Landing your own late-night talk show is always the best revenge. ""Vibe,'' a nightly talk-variety program and planned expansion of his urban-youth-culture magazine of the same name, is Q's latest jook joint. He's the executive producer; young comic Chris Spencer is the host. ""It's been a void out there in late-night after Arsenio Hall left [in 1994],'' says Jones. Now ""Vibe'' and another nightly talkfest, hosted by actor/comedian Keenen Ivory Wayans, want to bring back some ""flava'' to the after-hours. Making their debuts last week, both featured hip hip-hop guests, including male supermodel Tyson, hard-core rappers Bone Thugs-N-Harmony and other performers who've never been seen in late-night.

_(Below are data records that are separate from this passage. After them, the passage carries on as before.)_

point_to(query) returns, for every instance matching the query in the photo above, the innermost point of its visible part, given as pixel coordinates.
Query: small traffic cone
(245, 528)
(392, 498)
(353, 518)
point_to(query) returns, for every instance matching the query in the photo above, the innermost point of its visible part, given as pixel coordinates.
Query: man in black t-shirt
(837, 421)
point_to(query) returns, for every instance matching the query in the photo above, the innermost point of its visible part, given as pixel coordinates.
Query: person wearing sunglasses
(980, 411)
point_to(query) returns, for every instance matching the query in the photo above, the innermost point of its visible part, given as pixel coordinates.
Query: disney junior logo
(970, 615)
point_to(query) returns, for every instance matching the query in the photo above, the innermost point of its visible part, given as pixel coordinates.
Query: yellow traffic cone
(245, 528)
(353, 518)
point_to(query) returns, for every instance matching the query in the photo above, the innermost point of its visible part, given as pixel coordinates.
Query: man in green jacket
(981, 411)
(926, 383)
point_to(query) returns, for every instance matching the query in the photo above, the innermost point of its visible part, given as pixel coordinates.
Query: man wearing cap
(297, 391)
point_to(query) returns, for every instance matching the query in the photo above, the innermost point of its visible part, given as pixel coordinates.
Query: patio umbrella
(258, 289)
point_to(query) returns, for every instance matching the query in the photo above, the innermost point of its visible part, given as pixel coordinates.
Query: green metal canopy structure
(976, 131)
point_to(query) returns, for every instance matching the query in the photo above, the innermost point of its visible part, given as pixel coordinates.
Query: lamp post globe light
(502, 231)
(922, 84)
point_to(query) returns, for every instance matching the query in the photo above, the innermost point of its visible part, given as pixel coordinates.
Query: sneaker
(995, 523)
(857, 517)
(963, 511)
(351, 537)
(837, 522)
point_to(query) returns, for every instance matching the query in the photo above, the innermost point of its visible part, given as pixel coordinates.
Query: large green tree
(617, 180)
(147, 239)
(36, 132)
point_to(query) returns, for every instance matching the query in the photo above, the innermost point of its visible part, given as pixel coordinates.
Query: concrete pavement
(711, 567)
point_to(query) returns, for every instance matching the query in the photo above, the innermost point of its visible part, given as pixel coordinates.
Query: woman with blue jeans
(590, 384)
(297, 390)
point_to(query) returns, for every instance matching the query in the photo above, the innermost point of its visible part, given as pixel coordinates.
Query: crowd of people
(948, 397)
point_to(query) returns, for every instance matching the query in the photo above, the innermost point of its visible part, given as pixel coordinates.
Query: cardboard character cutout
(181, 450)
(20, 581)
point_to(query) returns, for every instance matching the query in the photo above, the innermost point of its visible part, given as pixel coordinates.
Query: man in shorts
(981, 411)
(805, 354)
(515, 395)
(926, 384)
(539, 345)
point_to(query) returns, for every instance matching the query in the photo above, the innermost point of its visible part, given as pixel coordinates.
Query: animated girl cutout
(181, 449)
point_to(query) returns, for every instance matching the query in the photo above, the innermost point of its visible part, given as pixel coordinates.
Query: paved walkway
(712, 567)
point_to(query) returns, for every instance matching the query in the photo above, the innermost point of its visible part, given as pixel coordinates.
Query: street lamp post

Spokespersons for both Letterman and Leno said that they are diverse in their bookings, citing recent appearances by gospel hot-shot Kirk Franklin and rapper Puff Daddy. But ""Vibe'' executive producer Daniel Kellison, who once worked for Letterman, says his former boss and Jay Leno are more likely to book guests who fit their own profiles - white, middle-aged men. ""The bottom line is David likes ZZ Top and groups like that,'' said Kellison. ""That's what's comfortable for him and that audience. The same is true for Leno, so you are not going to see a big departure from those guys.''
Ratings were close between the new rival shows. ""Keenen'' even tied ""Letterman'' its first night out, though ""Vibe'' is shaping up as the classier show. Opening-week jitters were apparent. Wayans's comedy sketches are naturally funny, but his enough-about-you interviewing technique needs work. And some of his wardrobe choices are deeply wrong: one black ""pleather'' get-up looked like a skintight Hefty bag.
No doubt Magic Johnson is watching the Keenen-Quincy competition with interest: his late-night entry, ""The Magic Hour,'' jumps into the fray early next year. We know he's too hip to wear a Hefty bag.